Çocuk  ve baba çaresizliğin son duellosunu yapmak için yürüdüler o banka doğru. Çocuk “baba işte burası” dedi. Baba “evet biliyorum, geldik” dedi. Birlikte banka oturdular. “Biliyor musun, ben çok düşündüm ölmeyi” dedi baba. Çocuk “ben de baba” dedi”. Baba sarıldı çocuğa, çocuğun gözleri buğulanmaya başladı ve ilk damla yaş düştüğünde gözünden, babasının elini sımsıkı tuttu. “Niye böyle oldu baba” dedi çocuk. Baba “kader” dedi. “Neden baba, neden kader benim annesizliğimi istesin ki” dedi çocuk. “Belki seni çok sevdiği içindir” dedi baba çocuğa. Çocuk “baba annemi sen öldürdün, biliyorum” dedi. “Bildiğini bildiğimi de biliyor musun” dedi baba çocuğa. “Biliyorum” dedi çocuk..Yıl 1985 ay belli değil, saatte, anne hamile 8. ayında, erken doğum için baba, anneyi, arabayı bütün dikkatiyle son gaz kullanarak son anda yetiştirdi hastaneye, hemen ameliyathaneye alındı anne. Bir süre sonra baba ameliyathane önüne çağrıldı. Heyecanla ameliyathane önüne koştu baba.
Kapıda O’nu orta boylu, bayan bir doktor bekliyordu, doktor” eşinizin durumu çok kritik, çocuk ters geliyor ve işin kötü tarafı,  çıkarken eşiniz kasıldı ve çocuk sıkıştı, ya çocuğu parçalayarak çıkarıcaz, ya da anneyi parçalayarak çocuğu..

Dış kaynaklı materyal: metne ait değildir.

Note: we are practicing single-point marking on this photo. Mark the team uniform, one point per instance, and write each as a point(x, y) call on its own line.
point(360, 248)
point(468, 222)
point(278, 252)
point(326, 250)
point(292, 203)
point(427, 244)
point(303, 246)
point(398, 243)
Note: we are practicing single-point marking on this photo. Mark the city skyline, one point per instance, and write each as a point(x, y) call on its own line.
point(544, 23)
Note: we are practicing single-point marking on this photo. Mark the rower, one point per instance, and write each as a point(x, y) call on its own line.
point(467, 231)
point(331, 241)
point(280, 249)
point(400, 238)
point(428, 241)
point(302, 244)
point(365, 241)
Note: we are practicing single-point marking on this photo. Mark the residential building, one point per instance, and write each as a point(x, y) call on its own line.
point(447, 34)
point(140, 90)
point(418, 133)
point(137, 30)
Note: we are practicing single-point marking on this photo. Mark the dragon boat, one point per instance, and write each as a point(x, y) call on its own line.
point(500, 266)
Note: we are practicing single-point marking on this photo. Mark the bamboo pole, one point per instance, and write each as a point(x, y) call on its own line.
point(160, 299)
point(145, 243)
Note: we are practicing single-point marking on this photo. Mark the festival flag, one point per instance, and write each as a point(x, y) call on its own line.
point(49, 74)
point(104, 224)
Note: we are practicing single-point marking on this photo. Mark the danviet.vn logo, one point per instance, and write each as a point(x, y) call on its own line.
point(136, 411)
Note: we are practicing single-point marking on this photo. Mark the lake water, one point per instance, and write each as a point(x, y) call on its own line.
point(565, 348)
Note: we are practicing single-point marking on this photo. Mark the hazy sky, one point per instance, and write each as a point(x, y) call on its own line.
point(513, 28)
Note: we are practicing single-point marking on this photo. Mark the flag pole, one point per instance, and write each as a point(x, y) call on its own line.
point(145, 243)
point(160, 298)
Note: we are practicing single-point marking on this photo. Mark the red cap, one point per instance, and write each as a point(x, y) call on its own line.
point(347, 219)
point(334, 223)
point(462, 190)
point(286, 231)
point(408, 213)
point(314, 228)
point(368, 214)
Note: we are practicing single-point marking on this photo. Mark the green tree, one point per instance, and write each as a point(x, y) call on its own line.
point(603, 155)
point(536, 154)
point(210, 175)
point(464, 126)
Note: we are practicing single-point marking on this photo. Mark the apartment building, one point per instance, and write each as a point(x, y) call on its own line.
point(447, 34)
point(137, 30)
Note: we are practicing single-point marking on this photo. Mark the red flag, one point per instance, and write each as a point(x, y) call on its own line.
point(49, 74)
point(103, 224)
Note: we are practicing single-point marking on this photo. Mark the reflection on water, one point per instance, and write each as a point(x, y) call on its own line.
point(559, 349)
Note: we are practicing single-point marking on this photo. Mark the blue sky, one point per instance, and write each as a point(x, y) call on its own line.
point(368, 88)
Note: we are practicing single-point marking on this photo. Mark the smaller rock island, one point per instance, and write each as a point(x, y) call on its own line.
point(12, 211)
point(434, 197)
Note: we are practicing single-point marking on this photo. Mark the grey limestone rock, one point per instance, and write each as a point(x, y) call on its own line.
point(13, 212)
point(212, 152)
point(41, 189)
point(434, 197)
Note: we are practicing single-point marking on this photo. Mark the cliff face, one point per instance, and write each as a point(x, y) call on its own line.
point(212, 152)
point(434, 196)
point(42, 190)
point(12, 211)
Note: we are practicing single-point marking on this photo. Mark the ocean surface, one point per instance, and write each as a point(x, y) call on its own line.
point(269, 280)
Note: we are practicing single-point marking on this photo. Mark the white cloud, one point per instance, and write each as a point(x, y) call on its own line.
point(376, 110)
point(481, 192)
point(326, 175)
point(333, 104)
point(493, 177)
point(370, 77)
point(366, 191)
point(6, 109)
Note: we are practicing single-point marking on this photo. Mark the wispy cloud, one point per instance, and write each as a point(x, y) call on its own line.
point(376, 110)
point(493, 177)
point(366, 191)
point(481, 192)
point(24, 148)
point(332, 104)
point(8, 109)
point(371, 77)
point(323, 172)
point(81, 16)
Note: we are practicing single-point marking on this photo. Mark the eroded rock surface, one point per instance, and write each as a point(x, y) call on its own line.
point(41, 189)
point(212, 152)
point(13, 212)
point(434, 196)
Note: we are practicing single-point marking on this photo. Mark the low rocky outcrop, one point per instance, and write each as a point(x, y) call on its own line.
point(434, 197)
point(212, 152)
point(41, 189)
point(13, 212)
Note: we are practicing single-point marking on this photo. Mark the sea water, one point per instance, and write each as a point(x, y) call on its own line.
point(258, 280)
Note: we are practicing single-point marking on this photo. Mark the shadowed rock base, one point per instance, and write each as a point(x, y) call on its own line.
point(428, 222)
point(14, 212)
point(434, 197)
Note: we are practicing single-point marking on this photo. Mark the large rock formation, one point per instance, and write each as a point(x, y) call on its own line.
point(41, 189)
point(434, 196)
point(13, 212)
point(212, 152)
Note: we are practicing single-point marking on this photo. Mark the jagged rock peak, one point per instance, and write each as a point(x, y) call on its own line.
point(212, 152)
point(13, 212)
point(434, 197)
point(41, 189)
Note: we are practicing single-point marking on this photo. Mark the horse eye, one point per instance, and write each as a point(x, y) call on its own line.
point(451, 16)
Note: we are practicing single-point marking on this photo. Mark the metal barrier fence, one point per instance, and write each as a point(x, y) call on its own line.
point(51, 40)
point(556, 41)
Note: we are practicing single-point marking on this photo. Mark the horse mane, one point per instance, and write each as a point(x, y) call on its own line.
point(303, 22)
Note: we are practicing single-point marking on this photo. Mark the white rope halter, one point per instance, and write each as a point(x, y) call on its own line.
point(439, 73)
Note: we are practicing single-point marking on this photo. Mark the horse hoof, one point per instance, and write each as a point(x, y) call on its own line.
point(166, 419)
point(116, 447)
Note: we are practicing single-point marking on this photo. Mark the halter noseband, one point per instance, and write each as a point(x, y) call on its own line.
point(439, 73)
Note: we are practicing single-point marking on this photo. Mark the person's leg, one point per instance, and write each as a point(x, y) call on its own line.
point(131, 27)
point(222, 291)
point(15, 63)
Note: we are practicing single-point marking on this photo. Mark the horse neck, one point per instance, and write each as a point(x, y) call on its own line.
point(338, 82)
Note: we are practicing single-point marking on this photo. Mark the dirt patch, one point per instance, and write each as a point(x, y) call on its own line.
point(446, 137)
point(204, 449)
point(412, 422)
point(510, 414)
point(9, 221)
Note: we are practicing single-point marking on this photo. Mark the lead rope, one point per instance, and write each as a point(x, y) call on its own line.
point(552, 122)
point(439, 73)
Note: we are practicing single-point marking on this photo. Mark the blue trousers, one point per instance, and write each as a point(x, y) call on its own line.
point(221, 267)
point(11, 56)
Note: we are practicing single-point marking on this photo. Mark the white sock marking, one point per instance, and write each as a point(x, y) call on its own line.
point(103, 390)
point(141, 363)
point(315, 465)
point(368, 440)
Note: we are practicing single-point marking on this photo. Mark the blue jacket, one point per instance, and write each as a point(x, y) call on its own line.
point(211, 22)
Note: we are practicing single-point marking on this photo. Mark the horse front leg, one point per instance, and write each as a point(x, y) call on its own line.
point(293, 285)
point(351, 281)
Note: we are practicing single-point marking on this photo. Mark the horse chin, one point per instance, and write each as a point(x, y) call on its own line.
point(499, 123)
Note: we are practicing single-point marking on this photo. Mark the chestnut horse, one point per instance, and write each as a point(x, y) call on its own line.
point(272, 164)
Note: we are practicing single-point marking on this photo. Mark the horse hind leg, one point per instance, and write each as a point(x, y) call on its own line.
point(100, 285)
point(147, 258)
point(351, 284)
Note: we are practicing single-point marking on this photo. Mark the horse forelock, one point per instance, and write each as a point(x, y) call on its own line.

Baba zor durdu ayakta, “çok vaktiniz yok hızlı karar vermek zorundasınız” dedi doktor. Baba “benden bunu nasıl istersiniz” dedi.. Doktor “çocuk mu, anne mi” diye sordu babaya. Baba anneyi düşündü, çocuğu ne kadar çok doğurmak istediğini, karnında kımıldadığında nasıl heyecanlandığını ve mutlu olduğunu, bu çocuğu ne pahasına olursa olsun doğurmalıyım dediğini.. Durdu, biraz bekledi gözlerinden yaşlar dökülerek çocuk dedi.Çocuk ve baba o bankta saatlerce hıçkıra hıçkıra ağladılar. O bank babanın, annenin elini ilk tuttuğu yerdi. Çocuk babasının elini daha sıkı tuttu.
Baba, Gül annenin ismi sana çok yakışıyor kızım dedi.. Çocuk gülümsedi, “eminim annem şimdi bizi izliyordur baba” dedi.. O gün o yerde  sevgi ve cinayet kardeş oldular…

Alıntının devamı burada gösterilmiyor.